When Dudley Cocke was hitchhiking around the U.S. in 1969, he met Edward Wemytewa at a pick-up basketball game in Gallup, New Mexico. In 1984, Dudley was Roadside's director, and the company decided to visit Edward on the tail end of a Utah performance tour.
Edward invited Roadside to tell stories to the students in the Pueblo’s mid-school.

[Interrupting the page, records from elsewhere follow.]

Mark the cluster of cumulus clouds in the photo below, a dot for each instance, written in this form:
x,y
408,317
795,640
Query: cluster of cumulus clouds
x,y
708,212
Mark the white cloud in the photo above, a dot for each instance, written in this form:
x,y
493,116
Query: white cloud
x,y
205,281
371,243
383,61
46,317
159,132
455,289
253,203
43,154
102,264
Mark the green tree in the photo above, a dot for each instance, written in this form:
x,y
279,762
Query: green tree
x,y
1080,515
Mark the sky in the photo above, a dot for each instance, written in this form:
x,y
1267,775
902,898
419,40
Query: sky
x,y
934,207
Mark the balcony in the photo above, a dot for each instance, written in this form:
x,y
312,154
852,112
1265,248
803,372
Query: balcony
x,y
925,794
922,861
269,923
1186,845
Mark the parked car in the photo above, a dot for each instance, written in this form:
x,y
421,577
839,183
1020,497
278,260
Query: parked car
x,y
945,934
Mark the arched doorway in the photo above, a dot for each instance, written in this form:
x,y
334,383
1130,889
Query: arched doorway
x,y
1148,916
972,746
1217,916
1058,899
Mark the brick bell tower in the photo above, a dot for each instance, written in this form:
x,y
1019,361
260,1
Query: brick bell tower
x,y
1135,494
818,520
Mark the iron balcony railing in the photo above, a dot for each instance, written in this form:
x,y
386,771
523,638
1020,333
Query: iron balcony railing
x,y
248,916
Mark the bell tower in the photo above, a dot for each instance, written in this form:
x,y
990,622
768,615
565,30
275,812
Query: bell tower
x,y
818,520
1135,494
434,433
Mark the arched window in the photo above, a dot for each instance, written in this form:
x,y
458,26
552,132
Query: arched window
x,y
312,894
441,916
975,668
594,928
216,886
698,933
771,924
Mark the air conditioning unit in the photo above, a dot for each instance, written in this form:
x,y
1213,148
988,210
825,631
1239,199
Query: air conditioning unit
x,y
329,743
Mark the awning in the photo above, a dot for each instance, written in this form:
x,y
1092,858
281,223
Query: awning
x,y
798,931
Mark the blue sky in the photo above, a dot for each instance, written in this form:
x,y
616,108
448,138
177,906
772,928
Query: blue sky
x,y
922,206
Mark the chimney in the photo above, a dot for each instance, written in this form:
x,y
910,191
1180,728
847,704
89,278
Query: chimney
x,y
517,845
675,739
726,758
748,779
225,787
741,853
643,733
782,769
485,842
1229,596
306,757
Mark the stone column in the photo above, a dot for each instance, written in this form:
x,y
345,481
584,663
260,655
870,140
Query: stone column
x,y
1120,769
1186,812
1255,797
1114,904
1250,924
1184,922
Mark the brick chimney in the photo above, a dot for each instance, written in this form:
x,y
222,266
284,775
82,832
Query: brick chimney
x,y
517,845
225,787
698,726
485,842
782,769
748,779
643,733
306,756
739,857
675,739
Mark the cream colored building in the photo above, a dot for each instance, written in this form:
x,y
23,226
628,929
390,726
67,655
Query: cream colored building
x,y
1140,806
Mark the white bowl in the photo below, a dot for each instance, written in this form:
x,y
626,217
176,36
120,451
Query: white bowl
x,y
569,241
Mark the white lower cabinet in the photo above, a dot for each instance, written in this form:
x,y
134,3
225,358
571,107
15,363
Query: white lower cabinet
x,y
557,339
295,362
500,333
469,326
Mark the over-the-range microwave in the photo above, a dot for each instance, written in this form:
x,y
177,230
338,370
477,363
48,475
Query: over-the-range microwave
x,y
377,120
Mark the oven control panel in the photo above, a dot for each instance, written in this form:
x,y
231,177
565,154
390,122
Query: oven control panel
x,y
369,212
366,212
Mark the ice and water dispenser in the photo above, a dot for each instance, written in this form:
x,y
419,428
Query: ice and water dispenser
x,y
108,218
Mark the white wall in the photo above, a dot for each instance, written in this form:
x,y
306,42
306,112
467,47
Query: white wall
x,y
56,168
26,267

The rest is history, as they say, as the ensuing 30-year exchange and collaboration produced:
- Numerous Roadside visits to Zuni and Zuni visits to Appalachia;
- The founding of Idiwanan An Chawe, the first Zuni language theater, and the creation of many Zuni language plays;
- The creation and touring of Corn Mountain/Pine Mountain: Following the Seasons, a Roadside--Idiwanan play;
- The publication of the book, Journeys Home: Revealing a Zuni--Appalachian Collaboration;
- Performances at the national Museum of the American Indian, New York City; the National Museum of American History, Washington, DC; the Lensic Theater in Santa Fe, New Mexico; the Zuni Senior Center, Zuni, New Mexico; the Appalshop Theater, Whitesburg, Kentucky; Arizona State University; and the New Orleans Environmental Justice Festival.